This work has developed through visits to Belsyre Garage and Pitt Rivers Museum. What was particularly curious to me at the garage was the remaining traces of past activity and their possible meaning, lost by time, alongside the shredding of importance. Whereas at the Pitt Rivers, time past is held in reverence, with the upmost care taken to protect and hold, suspend meaning between the past and now.

This led me to make work that has taken slow time to make with repetitive stitches that bind layers of time whilst at the same time, loosening threads that pull away, suspended, suggesting the notion of impermanence and changing landscapes, once the human stamp of order and function slips into shadow, nature, wind, sun, air, earth, rain gradually reclaims its own print.

Fran Quinlan

I used drawing to record and respond to accidental and incidental marks found in the garage, as though these were a language whose meaning had been lost. I traced and pressed oil stains onto paper, joined dots in the cement and drew on these with water to make a topography of the garage floor, and took impressions of the garage’s signage and surfaces using car oil on tissue paper. The garage became the subject, the material and the frame of the drawings and I furthered my investigations into drawings that seem to emerge and disappear.

Justine Moss

I have been accompanied on my Belsyre trips by the DRTs, the Dreaming Robot Tortoises, who have been observing the site and integrating themselves among the work and those at work. Some labelling has taken place too, documenting phenomena I have encountered and reflecting on potential histories. I would like to work further in the space with the DRTs using paper casting to explore trace and integration ideas.

​Denise Poote

 

Film on vimeo:

https://vimeo.com/928373221?share=copy

I explored the concept of ‘framing’ by altering the physical surroundings in which the drawings are placed. I removed drawings from the sketchbook and photographed them in the setting of Belsyre Garage. In this space, the drawings were positioned on walls, office chairs, sculptures, and next to cleaning brushes and other objects found there. 

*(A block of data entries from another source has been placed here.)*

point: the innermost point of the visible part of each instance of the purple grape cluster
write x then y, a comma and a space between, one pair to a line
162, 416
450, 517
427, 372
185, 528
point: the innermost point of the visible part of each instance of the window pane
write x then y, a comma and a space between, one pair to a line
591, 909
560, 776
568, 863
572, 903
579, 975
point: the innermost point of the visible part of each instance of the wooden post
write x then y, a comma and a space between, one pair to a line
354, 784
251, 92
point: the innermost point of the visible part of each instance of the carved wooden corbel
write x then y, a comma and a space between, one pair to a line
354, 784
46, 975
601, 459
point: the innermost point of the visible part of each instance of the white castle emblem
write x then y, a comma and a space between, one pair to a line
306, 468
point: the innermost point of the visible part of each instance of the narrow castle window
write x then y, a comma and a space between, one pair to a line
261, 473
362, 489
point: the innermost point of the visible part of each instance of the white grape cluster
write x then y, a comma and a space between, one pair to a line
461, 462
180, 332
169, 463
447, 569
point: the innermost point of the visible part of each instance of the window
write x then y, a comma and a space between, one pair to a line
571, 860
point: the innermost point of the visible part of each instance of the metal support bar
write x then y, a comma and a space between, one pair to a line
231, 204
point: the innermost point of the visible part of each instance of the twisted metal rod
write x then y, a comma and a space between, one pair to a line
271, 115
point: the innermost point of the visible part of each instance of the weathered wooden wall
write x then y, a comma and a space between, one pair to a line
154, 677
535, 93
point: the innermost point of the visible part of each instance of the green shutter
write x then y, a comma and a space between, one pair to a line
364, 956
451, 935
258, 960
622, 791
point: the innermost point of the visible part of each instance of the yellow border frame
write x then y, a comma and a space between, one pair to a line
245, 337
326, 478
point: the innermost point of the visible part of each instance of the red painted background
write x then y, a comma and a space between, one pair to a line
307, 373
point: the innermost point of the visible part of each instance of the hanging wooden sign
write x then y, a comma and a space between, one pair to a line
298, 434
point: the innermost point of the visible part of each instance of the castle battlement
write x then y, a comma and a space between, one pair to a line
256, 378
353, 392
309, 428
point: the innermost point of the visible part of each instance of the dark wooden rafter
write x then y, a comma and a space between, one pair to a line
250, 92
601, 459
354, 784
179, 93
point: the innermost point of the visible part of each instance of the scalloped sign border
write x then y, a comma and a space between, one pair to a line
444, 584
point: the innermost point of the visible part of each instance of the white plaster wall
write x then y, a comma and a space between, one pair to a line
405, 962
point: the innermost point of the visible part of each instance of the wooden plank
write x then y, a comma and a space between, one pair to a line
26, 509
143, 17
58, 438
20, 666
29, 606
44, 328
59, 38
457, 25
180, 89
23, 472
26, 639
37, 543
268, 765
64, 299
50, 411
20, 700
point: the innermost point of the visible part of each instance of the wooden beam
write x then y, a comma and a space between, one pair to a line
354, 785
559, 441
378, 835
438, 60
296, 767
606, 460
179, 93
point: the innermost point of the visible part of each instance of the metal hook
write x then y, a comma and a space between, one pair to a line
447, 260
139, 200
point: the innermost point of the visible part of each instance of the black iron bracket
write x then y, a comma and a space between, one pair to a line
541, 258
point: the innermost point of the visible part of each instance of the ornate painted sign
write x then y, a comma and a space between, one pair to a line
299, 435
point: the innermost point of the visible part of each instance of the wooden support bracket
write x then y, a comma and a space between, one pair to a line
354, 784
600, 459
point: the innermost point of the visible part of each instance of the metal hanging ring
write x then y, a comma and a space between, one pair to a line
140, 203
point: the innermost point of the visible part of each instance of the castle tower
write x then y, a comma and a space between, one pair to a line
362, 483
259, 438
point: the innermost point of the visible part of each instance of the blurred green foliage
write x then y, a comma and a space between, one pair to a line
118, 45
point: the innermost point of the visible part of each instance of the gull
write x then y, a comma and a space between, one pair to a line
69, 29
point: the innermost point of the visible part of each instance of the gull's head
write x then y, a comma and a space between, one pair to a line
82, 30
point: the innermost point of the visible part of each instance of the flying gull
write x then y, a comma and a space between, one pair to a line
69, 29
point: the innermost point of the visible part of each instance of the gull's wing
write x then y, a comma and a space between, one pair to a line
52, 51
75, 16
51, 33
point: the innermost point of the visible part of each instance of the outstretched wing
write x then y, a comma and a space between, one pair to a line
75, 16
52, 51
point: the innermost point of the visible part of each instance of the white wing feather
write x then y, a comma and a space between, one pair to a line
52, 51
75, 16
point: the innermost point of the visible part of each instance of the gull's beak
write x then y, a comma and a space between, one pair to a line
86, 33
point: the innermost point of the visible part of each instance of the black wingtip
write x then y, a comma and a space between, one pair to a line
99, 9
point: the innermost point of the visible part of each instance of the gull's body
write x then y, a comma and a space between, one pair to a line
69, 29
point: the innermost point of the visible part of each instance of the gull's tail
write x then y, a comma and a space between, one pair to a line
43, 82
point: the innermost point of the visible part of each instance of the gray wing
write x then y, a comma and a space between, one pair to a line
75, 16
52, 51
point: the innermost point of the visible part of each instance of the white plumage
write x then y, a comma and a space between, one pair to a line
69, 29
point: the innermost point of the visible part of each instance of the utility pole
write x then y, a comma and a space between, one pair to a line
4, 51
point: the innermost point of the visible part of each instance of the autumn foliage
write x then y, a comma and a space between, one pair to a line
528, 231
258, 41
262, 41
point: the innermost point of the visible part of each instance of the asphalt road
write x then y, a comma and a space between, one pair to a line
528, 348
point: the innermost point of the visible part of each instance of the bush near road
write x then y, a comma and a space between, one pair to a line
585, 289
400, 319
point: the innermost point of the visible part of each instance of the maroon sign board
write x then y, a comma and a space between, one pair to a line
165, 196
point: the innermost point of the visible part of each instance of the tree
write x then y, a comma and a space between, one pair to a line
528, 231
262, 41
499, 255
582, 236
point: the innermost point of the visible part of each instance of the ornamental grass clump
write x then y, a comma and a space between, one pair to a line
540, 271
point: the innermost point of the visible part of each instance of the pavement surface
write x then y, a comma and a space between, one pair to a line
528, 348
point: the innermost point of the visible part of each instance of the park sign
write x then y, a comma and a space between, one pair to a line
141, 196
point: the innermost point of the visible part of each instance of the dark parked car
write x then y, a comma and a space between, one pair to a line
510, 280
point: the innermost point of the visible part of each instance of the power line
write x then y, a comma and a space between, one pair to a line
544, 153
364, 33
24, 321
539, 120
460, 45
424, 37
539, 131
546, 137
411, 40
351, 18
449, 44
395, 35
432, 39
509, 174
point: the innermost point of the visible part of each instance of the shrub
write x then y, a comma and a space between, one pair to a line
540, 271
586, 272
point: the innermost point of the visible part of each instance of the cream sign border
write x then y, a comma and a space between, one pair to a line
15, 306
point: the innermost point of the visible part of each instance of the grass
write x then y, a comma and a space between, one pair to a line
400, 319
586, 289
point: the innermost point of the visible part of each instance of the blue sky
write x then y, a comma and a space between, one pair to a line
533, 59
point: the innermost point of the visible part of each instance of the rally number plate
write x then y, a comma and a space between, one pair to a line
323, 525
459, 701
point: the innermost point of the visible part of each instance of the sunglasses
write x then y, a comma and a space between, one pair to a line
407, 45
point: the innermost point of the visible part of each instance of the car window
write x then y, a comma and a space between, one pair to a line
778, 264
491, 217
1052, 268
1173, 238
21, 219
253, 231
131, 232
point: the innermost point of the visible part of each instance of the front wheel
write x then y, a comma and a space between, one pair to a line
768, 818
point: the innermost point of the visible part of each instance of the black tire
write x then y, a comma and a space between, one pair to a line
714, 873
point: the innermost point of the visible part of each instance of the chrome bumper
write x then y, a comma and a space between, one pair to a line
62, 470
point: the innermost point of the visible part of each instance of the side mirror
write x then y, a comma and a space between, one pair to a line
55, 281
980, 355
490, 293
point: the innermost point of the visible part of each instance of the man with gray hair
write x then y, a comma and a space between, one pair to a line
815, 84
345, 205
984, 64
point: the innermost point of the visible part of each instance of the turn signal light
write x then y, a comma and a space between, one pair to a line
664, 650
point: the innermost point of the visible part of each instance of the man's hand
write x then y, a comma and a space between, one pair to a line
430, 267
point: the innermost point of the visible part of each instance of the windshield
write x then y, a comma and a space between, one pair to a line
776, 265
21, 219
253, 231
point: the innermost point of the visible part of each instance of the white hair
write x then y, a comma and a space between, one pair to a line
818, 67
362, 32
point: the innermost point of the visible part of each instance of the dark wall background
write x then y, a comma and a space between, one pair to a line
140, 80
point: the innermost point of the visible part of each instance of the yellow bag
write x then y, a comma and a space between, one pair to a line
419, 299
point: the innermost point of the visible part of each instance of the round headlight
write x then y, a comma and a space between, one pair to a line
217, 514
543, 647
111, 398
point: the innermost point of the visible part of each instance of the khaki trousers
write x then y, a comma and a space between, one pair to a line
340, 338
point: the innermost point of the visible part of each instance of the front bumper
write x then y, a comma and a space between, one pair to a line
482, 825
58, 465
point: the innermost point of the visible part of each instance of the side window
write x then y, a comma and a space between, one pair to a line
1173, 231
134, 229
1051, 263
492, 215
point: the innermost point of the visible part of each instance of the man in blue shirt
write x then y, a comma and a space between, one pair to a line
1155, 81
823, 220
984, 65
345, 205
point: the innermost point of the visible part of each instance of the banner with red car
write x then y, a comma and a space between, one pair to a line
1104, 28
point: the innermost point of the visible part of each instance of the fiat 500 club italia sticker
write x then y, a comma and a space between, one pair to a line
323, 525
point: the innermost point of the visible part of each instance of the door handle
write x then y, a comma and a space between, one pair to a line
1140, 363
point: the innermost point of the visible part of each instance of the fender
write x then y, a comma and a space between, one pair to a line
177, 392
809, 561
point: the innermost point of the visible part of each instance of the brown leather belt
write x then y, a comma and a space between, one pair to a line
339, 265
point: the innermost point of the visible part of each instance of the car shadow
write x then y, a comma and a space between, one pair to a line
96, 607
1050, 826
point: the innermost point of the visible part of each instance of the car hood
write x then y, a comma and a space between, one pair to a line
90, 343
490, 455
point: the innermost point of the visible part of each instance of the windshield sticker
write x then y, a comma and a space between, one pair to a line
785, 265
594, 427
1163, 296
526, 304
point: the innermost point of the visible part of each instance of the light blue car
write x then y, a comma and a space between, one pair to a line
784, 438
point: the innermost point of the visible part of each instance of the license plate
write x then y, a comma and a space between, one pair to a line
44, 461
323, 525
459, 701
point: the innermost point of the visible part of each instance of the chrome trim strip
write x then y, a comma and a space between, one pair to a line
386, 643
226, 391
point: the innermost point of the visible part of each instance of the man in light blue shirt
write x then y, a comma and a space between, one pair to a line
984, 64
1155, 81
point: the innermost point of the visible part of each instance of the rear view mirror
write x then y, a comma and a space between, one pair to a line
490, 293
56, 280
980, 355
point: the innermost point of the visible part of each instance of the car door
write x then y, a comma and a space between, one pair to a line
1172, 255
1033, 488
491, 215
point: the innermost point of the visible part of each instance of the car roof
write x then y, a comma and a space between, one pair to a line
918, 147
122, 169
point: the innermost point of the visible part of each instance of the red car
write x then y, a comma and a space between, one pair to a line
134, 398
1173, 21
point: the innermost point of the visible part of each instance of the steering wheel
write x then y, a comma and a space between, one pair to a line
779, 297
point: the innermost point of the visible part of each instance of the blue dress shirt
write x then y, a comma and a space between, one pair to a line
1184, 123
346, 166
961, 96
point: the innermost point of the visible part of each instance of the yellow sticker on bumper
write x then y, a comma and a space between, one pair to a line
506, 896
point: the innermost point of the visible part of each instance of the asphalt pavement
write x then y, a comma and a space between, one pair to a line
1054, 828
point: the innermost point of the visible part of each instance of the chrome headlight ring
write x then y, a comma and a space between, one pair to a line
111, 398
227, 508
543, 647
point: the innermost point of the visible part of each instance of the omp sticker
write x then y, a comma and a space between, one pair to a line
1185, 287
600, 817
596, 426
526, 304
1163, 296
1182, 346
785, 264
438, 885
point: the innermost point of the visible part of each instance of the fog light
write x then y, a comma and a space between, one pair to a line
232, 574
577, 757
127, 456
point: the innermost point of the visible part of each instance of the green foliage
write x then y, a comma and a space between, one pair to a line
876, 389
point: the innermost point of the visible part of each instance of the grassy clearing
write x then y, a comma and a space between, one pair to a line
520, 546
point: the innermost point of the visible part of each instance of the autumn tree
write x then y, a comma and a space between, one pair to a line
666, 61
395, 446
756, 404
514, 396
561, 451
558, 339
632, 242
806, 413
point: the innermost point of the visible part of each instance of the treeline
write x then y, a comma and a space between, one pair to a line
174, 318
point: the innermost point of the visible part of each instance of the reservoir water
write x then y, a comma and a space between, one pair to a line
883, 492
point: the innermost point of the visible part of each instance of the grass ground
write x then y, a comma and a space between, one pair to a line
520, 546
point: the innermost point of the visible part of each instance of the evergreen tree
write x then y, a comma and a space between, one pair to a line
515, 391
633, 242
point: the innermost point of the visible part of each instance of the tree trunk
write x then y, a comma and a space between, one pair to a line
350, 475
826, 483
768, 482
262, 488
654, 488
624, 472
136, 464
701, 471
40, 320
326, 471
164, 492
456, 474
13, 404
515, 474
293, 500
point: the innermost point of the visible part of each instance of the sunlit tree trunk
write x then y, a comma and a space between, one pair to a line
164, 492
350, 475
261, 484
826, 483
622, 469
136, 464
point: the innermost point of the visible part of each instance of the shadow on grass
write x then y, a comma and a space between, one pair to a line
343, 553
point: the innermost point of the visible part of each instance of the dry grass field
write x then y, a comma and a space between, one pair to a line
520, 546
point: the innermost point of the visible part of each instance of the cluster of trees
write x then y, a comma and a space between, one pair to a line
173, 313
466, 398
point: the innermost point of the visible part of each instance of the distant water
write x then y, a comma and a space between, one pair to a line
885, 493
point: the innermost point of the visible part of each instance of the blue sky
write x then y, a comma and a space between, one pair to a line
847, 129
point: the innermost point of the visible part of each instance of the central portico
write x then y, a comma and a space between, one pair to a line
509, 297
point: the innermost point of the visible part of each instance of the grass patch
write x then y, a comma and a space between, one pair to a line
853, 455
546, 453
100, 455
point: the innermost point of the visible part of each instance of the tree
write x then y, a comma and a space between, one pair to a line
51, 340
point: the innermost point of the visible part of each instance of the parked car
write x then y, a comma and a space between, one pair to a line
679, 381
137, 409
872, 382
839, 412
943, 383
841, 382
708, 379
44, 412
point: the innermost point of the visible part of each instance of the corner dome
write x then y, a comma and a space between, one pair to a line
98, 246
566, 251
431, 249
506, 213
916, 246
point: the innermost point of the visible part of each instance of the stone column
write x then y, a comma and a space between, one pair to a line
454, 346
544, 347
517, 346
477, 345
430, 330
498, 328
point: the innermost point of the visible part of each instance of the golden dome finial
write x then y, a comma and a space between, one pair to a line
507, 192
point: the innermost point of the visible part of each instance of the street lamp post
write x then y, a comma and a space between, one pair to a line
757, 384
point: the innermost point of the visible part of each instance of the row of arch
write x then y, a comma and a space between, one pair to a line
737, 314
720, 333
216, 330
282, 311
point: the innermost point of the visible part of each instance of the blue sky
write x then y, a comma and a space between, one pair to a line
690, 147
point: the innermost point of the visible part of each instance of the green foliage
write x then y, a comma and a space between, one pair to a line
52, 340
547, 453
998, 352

While photographing the drawings in the Belsyre Garage setting, I thought of relationship between the drawing and the photograph and how it relates to Philip Rawson’s ideas on the interplay between these two mediums.

Some drawings incorporate barcodes copied randomly from domestic products, engaging with the concept of false identification and classification.

Ilona Skladzien

A three day workshop led by DRG Claire Baskerville at Belsyre Garage, Centre of Hindu Studies, Oxford.

A three day workshop at the  Belsyre Garage, led by Claire Baskerville, brought together both participants and the varied sources informing our collaboration. Twelve members worked on site, engaging with the space through open and responsive practices. With generous support from Chris Dorsett, this period of shared inquiry and dialogue marked a significant stage in the development of the project.

Ichiro Sugimoto at Center for Hindu Studies, Oxford

Working in collaboration with Professor Siân Bowen, Honoury Research Associate, Kew and Resident Artist at the Economic Botany Collection, Ichiro Sugimoto conducted talks and workshops with members of the Drawing Research Group. Sharing his extensive research on ecology approaches to growing and dyeing with the ancient plant of akane, a traditional silk braiding and dyeing workshop was undertaken at the Center for Hindu Studies, Oxford.